Dulu aku pernah kebingungan waktu naik lift di sebuah hotel yang mensyaratkan kepemilikan kartu kamar. Jadi jika lupa bawa kartunya atau bukan tamu hotel tersebut maka tidak bisa kemana-mana selain ke lobi.

Aku juga pernah was-was ketika pengunjung memaksa masuk lift yang sudah penuh. Aku takut jika mengalami hal mengerikan seperti yang pernah dialami pengunjung mal Blok M Square. Lift yang terlalu penuh itu kemudian jatuh tak terkontrol dan menyebabkan patah tulang.

Naik lift memang membantu terutama ketika naik ke lantai gedung di atas lantai 10. Jika jalan lewat tangga pastinya sangat melelahkan. Apalagi ada yang lantainya mencapai 20 dan 30. Bisa dibayangkan betapa lelahnya jika lift kemudian mati atau ketika sedang terjadi gempa bumi.

Buku Facelift ini terdiri dari 16 tulisan dari 16 penulis yang diterbitkan Gramedia Pustaka Utama. Ada nama Gol A Gong di sini yang beken dengan bukunya berjudul Balada si Roy.

Penulis bernama asli Heri Hendrayana Harris ini berkisah tentang pengalamannya kali pertama naik lift di Sarinah. Pengalaman itu membuatnya percaya diri.

Saat kecil ia mengalami kecelakaan yang membuatnya cacat fisik. Ia pun dihibur oleh ayahnya untuk berkeliling Jakarta termasuk salah satunya ke Sarinah. Mal yang termasuk senior ini memiliki kebanggaan tersendiri karena di sini terdapat lift yang saat itu masih langka.

Ketika Gol A Gong pulang ke daerahnya, ia tak kecil hati dengan cacat fisiknya. Ia bercerita pengalamannya berkeliling Jakarta. Kawan-kawannya juga terpukau oleh pengalamannya naik lift yang saat itu susah dibayangkan.

Kisah naik lift lainnya berpusat pada masalah trauma karena lift yang tiba-tiba mati. Ada juga cerita mereka yang tak tahu menggunakan lift dan kemudian malah bolak-balik kembali ke tempat semula. Eh ada juga kisah tentang bertemu hantu suster di lift rumah sakit hehehe.

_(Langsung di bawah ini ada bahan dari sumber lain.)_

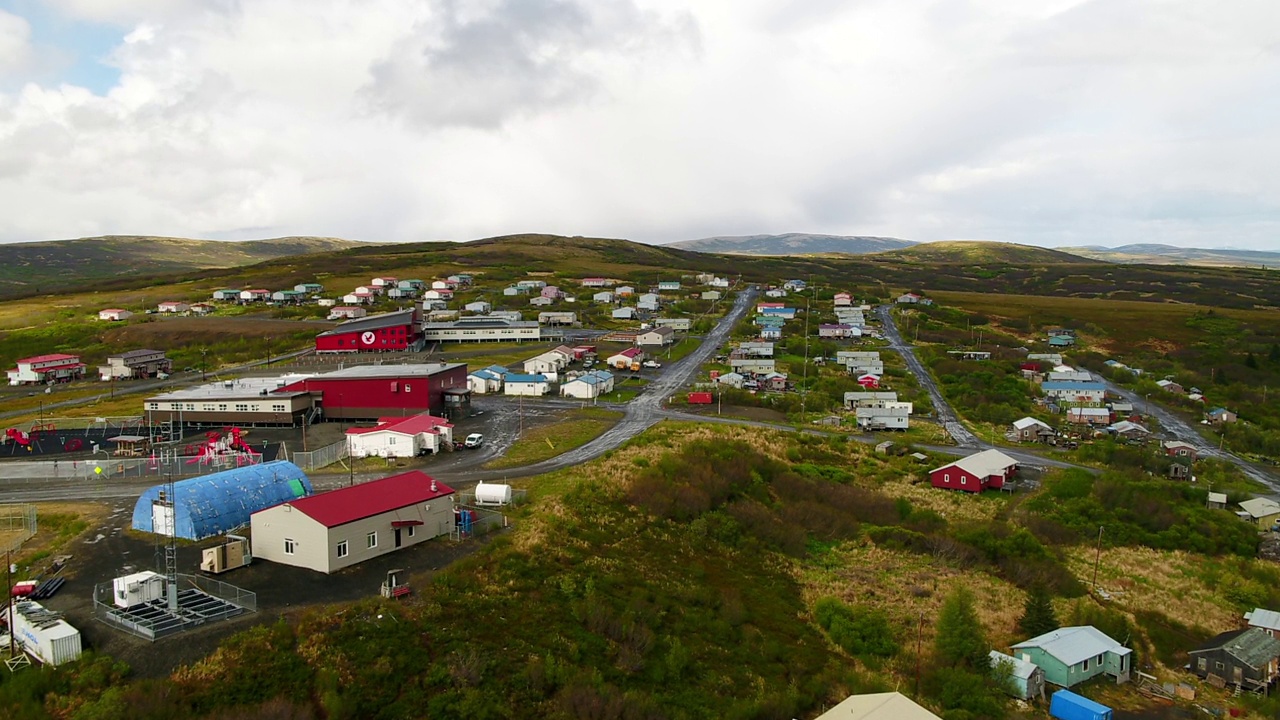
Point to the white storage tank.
(44, 634)
(137, 588)
(493, 493)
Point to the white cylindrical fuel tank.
(493, 493)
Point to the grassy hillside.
(792, 244)
(1155, 254)
(42, 267)
(979, 253)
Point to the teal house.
(1070, 656)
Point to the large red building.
(987, 469)
(369, 392)
(375, 333)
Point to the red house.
(375, 333)
(987, 469)
(371, 392)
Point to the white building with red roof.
(341, 528)
(55, 368)
(401, 437)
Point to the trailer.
(233, 554)
(44, 634)
(137, 588)
(1066, 705)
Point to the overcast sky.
(1046, 122)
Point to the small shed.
(1025, 678)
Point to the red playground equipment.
(219, 447)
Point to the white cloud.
(1065, 122)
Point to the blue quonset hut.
(211, 505)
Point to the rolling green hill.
(978, 253)
(60, 264)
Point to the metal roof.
(242, 388)
(878, 706)
(1262, 618)
(1252, 646)
(1074, 645)
(403, 370)
(1261, 506)
(375, 497)
(1073, 384)
(214, 504)
(373, 323)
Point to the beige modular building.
(336, 529)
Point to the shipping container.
(137, 588)
(44, 634)
(1066, 705)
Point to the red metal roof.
(48, 358)
(347, 505)
(410, 425)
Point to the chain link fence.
(323, 458)
(17, 525)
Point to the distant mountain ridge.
(56, 264)
(792, 244)
(1157, 254)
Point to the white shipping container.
(137, 588)
(53, 642)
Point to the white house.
(557, 318)
(485, 382)
(547, 363)
(114, 314)
(336, 529)
(589, 386)
(348, 313)
(400, 437)
(731, 379)
(890, 417)
(535, 384)
(659, 337)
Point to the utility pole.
(919, 632)
(1097, 559)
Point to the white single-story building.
(400, 437)
(528, 384)
(589, 386)
(336, 529)
(114, 314)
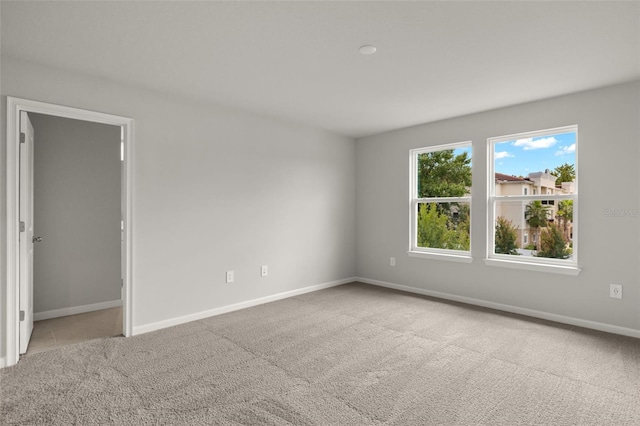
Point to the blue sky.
(523, 156)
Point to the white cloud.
(566, 149)
(502, 154)
(529, 144)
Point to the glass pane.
(534, 229)
(536, 165)
(445, 173)
(444, 225)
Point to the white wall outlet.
(615, 291)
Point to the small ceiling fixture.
(368, 49)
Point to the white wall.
(609, 139)
(214, 189)
(77, 213)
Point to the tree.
(565, 216)
(444, 225)
(536, 216)
(506, 236)
(443, 174)
(553, 244)
(437, 229)
(565, 173)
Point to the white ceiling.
(299, 61)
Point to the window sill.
(528, 266)
(441, 256)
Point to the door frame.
(12, 307)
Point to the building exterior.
(538, 183)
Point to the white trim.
(569, 267)
(74, 310)
(593, 325)
(414, 202)
(235, 307)
(463, 257)
(14, 107)
(531, 266)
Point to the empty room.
(322, 213)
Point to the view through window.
(441, 199)
(533, 195)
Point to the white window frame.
(560, 266)
(428, 252)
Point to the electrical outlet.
(615, 291)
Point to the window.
(441, 202)
(544, 161)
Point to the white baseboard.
(74, 310)
(237, 306)
(609, 328)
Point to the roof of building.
(509, 178)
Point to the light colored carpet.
(349, 355)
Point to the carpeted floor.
(349, 355)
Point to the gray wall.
(609, 136)
(77, 212)
(214, 189)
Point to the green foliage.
(553, 244)
(565, 216)
(565, 173)
(443, 174)
(536, 216)
(441, 228)
(506, 236)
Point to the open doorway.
(77, 217)
(19, 302)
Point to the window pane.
(445, 173)
(534, 229)
(443, 226)
(544, 165)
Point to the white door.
(26, 231)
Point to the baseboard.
(74, 310)
(609, 328)
(235, 307)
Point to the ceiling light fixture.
(368, 49)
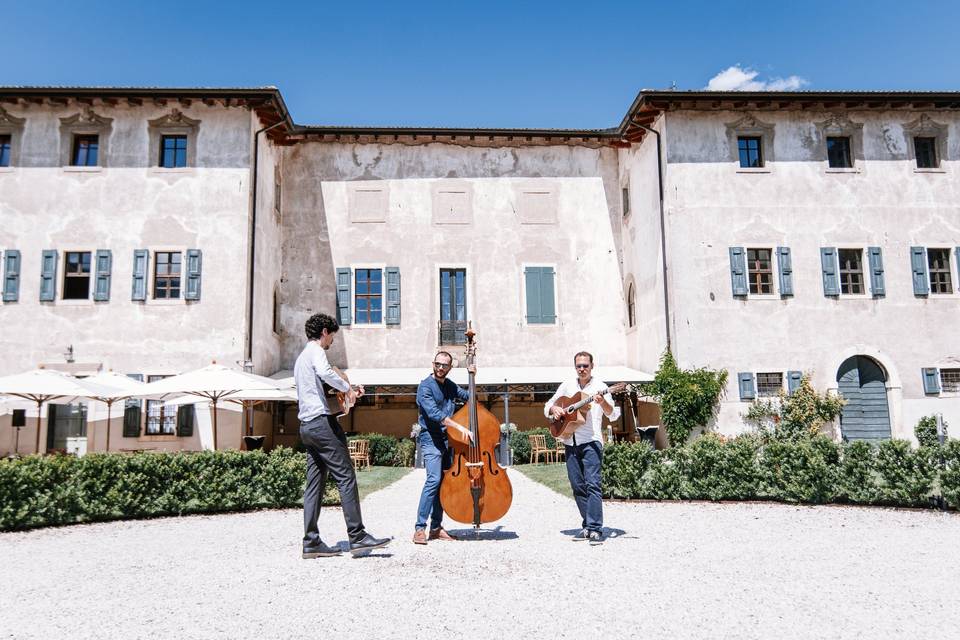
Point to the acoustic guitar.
(575, 409)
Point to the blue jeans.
(583, 470)
(435, 458)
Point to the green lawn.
(553, 476)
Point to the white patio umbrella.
(44, 385)
(213, 382)
(124, 387)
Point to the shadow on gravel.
(469, 535)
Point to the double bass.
(475, 489)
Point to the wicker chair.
(360, 453)
(538, 448)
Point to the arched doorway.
(863, 383)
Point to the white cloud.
(737, 78)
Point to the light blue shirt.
(309, 373)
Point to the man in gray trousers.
(326, 443)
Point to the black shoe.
(320, 551)
(368, 543)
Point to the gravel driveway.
(684, 570)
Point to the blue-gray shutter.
(344, 277)
(186, 414)
(141, 259)
(11, 276)
(931, 380)
(786, 271)
(877, 287)
(738, 271)
(793, 380)
(918, 262)
(828, 262)
(747, 386)
(194, 264)
(101, 291)
(393, 295)
(48, 276)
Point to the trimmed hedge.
(815, 470)
(51, 490)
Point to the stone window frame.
(12, 126)
(87, 122)
(838, 125)
(750, 126)
(926, 127)
(174, 123)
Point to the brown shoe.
(441, 534)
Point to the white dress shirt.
(592, 428)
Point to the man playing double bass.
(584, 447)
(436, 398)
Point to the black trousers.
(327, 452)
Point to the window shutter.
(186, 414)
(747, 386)
(132, 414)
(141, 258)
(828, 262)
(793, 381)
(104, 263)
(194, 260)
(918, 262)
(548, 311)
(532, 280)
(738, 271)
(877, 287)
(344, 276)
(786, 271)
(393, 295)
(11, 276)
(931, 380)
(48, 276)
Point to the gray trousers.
(327, 452)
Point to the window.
(751, 153)
(161, 417)
(769, 384)
(173, 151)
(85, 150)
(838, 153)
(5, 150)
(76, 275)
(453, 306)
(166, 279)
(760, 271)
(938, 262)
(851, 271)
(950, 379)
(926, 150)
(368, 296)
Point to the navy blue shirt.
(436, 403)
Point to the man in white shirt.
(584, 447)
(325, 443)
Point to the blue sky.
(489, 64)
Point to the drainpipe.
(663, 232)
(248, 355)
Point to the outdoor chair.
(538, 447)
(360, 453)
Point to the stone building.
(150, 231)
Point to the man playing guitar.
(584, 446)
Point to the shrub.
(687, 398)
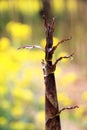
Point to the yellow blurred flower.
(64, 99)
(3, 121)
(5, 104)
(26, 6)
(23, 94)
(58, 6)
(19, 31)
(4, 5)
(4, 43)
(30, 126)
(19, 125)
(84, 95)
(55, 41)
(72, 5)
(17, 111)
(68, 79)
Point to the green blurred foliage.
(21, 78)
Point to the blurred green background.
(21, 78)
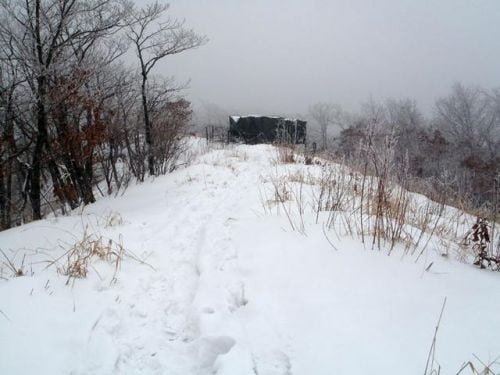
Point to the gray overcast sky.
(281, 56)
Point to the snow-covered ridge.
(225, 278)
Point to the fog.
(279, 57)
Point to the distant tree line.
(455, 154)
(74, 118)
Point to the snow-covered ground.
(217, 282)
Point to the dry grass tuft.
(79, 257)
(17, 271)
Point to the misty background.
(276, 57)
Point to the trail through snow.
(230, 290)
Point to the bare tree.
(156, 36)
(326, 115)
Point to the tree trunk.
(147, 127)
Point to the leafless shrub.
(285, 154)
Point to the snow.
(225, 286)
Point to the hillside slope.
(214, 280)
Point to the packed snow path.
(230, 290)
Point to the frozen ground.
(226, 287)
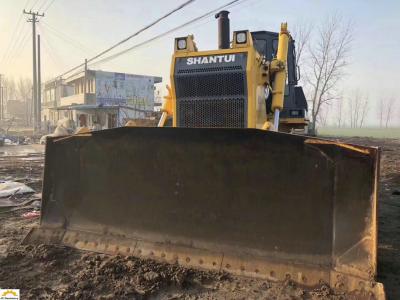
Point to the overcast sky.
(74, 29)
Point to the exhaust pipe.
(223, 29)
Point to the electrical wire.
(194, 20)
(133, 35)
(11, 45)
(48, 6)
(43, 4)
(34, 4)
(49, 52)
(66, 38)
(18, 50)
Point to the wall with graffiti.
(125, 89)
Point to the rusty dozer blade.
(246, 201)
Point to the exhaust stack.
(223, 29)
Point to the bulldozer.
(224, 182)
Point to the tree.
(386, 109)
(327, 62)
(339, 112)
(302, 34)
(358, 109)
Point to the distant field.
(393, 133)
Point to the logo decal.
(9, 294)
(210, 59)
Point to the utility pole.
(1, 98)
(39, 101)
(34, 20)
(84, 83)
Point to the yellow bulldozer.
(226, 186)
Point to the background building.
(98, 99)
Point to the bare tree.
(323, 116)
(302, 34)
(328, 60)
(389, 111)
(9, 88)
(339, 112)
(386, 109)
(358, 109)
(364, 110)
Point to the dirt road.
(56, 272)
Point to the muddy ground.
(57, 272)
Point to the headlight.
(182, 44)
(241, 37)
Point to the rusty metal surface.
(247, 201)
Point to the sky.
(73, 30)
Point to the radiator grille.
(212, 113)
(210, 85)
(211, 96)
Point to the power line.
(66, 38)
(19, 43)
(197, 19)
(34, 4)
(13, 41)
(50, 52)
(41, 6)
(132, 35)
(48, 6)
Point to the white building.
(100, 99)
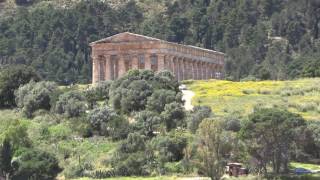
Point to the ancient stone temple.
(112, 57)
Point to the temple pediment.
(125, 37)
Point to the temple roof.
(131, 37)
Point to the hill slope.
(300, 96)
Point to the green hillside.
(225, 97)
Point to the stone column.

Kisah di lift terkesan sederhana karena berkaitan dengan kejadian sehari-hari. Buku ini ringan dan bisa dibaca dalam 1-2 jam, bisa digunakan untuk mengisi waktu luang. Namun sayangnya ceritanya lebih banyak tentang masalah lift yang mati sehingga agak kurang variatif.

Kalau kamu adakah cerita seru ketika menggunakan lift?

Detail Buku:
Judul: Facelift
Penulis : Gol A Gong dkk
Penerbit: Gramedia Pustaka Utama
Genre : Kumpulan kisah
Skor : 6,5/10

Iklan

~ oleh dewipuspasari pada Januari 13, 2019.

8 Tanggapan to “Cerita-cerita Tentang Lift”

  1. Sy sih gak pernah ad kisah unik atau menarik ttg lift… jrang naik lift sih 🙂

  2. O ini review singkat ttg buku to… td nya smpat gagal pham saya 🙂

    Tp buku2 terbitan Gramedia sih keren2 ya

  3. Ada temen saya yang menggunakan lift langsung mabok, pusing dan mual.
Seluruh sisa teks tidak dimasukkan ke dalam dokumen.